C from newlisp?
Posted: Wed Oct 07, 2009 10:02 am
I saw some quoted discussion in Kazimir's blog, and there's something maybe relevant to the wider topic of how to use C from scripting languages in general, including newlisp.
There is an excellent open-source project called "tcc", a tiny C compiler. The binary is slightly over 100k (123 on my platform).
It understands all of ANSI C plus some extensions; it can compile libraries or standalone execs, and it can be used for "scripting", if the first line in the file is
a shebang invocation of #!/path/to/tcc (plus some options, e.g. lib includes etc)
TCC also contains an assembler.
The main point is that it runs roughly an order of magnitude faster that GCC (the ratio was 9 in test-compilation of the source of a links web browser, if I am not mistaken).
It also compiles on Windows, i.e. it's crossplatform
HOME PAGE: http://bellard.org/tcc/
--------------
THEREFORE there are basically several options if one wants to use C or even assembler from his scripting language.

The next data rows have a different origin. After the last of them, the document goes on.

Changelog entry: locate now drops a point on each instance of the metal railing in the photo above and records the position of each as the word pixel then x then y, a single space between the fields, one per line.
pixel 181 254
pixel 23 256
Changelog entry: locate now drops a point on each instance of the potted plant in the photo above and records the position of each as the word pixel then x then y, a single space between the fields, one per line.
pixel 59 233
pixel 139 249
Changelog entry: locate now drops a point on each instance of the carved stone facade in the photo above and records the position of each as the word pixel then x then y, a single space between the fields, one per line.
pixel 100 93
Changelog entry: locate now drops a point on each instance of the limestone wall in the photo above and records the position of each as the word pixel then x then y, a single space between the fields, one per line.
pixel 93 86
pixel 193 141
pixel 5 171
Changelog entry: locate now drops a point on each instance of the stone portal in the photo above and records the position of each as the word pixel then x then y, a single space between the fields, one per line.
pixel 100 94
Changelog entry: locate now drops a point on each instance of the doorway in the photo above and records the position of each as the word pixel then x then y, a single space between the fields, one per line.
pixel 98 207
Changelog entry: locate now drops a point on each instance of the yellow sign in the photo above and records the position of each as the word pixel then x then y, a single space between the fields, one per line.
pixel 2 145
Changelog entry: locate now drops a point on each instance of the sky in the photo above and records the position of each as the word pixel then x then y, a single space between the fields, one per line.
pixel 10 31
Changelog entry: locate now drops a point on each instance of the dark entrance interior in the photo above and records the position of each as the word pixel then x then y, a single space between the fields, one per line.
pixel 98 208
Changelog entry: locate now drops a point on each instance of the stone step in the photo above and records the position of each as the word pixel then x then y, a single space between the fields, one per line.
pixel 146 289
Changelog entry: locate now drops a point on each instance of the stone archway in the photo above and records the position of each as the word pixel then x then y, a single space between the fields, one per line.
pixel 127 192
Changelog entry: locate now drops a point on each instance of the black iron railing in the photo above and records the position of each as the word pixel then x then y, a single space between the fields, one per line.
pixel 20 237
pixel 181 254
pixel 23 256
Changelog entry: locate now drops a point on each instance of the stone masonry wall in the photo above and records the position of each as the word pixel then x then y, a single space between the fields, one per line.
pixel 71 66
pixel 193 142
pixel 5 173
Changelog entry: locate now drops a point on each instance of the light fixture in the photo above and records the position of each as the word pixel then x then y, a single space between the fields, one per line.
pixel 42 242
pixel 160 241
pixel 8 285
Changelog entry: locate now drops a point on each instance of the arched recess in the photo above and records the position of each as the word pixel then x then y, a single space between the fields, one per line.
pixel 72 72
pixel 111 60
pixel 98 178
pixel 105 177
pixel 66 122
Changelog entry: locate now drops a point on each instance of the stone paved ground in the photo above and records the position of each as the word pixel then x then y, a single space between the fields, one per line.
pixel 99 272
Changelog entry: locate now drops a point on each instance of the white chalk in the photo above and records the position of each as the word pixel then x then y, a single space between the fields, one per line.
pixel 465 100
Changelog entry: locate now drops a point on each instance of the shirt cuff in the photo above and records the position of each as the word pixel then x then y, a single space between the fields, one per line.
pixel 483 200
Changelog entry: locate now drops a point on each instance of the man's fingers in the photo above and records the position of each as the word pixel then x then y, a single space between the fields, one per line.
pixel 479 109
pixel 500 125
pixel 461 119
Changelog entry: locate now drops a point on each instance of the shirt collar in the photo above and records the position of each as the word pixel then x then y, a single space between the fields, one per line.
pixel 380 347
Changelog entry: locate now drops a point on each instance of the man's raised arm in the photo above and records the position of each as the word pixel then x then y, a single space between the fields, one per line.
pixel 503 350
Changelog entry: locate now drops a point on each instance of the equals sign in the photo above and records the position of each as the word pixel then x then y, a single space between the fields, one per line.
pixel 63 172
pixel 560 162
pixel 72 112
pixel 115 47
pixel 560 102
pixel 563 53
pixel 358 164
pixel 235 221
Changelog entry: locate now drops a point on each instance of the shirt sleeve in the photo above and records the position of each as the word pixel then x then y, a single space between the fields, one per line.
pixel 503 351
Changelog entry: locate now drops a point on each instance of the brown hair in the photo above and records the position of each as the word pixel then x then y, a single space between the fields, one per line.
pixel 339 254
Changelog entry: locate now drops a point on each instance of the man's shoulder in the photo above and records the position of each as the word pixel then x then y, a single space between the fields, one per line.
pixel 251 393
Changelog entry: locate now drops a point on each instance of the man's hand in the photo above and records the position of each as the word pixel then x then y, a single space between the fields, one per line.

(a) write your C, then invoke "tcc - run" piping output back into your script.
"tcc -run ......" will compile it on the fly and not create an "a.out".
Alternatively, use a simple wrapper that checks if your inline was compiled already and reuses the generated binary, saved as a small file, not to repeat it in subsequent runs.
(b) write your C, then compile it with tcc as a library; use newlisp built-in fuction to load the tiny lib you created on the fly and talk with it using newlisp facilities
(c) TCC itself can be compiled as a static libtcc.a
Its APIs are outlined in its header file. It is possible, generally speaking, to produce an extended version of newlisp with this lib compiled in (just the way a library that implements httpd or some hashing is compiled into it).
I do not believe it is the best way, though, because of the need to learn a whole bunch of API functions and because, while not fattening the newlisp binary that much, such an add-on would prevent newlisp from remaining a standalone exec, as it will tie it to some other files (e.g. headers ), i.e. will require a "system installation". This lack of dependencies is one feature that makes newlisp drastically different (and better than) most scripting languages, in my view.
The amount of wrapping of the C code to be used with such a tiny fast one-the-fly compiler should be negligible, and I would say in most cases of practical use the need to run an extra process for the C sections will not affect the usability of the script.
Two more major points:
- tcc is so small, it generates straightforward stuff in microseconds (5-8 microseconds for something like the Fibonacci test prog). One CAN use that for DYNAMIC generation of C code from your script, not only for pre-compilation of some static parts of a program
- tcc can help in using external libraries which are difficult to use from newlisp itself, directly. One can write a simple wrapper in a few lines which will present the result of an invocation of library functions in the form convenient for passing over to newlisp (e.g. as a string or some list, whatever).
----
There is another project (I'll check the name and add it), which fakes the same scripting approach. The "script" in C is in fact passed to the full GCC compiler on the first invocation, and the compiled a.out is called on subsequent ones.
This of course is (a) slower) and (b) much heavier on IO at least.
So I believe the TCC road - using a blazingly fast C compiler which can of course link with any existing libraries in C etc. etc. - to write convenient wrappers whenever newlisp operators are at an end and/or to write pseudo-inlined sections of code in C or assembler, which then can be used from the scripting language -- is practical and will cover most of the real-life uses.
-----
P.S. Python people already went that way, as a matter of fact:
http://www.cs.tut.fi/~ask/cinpy/
"Cinpy is a Python library that allows you to implement functions with C in Python modules. The functions are compiled with tcc (Tiny C Compiler) in runtime. The results are made callable in Python through the ctypes library."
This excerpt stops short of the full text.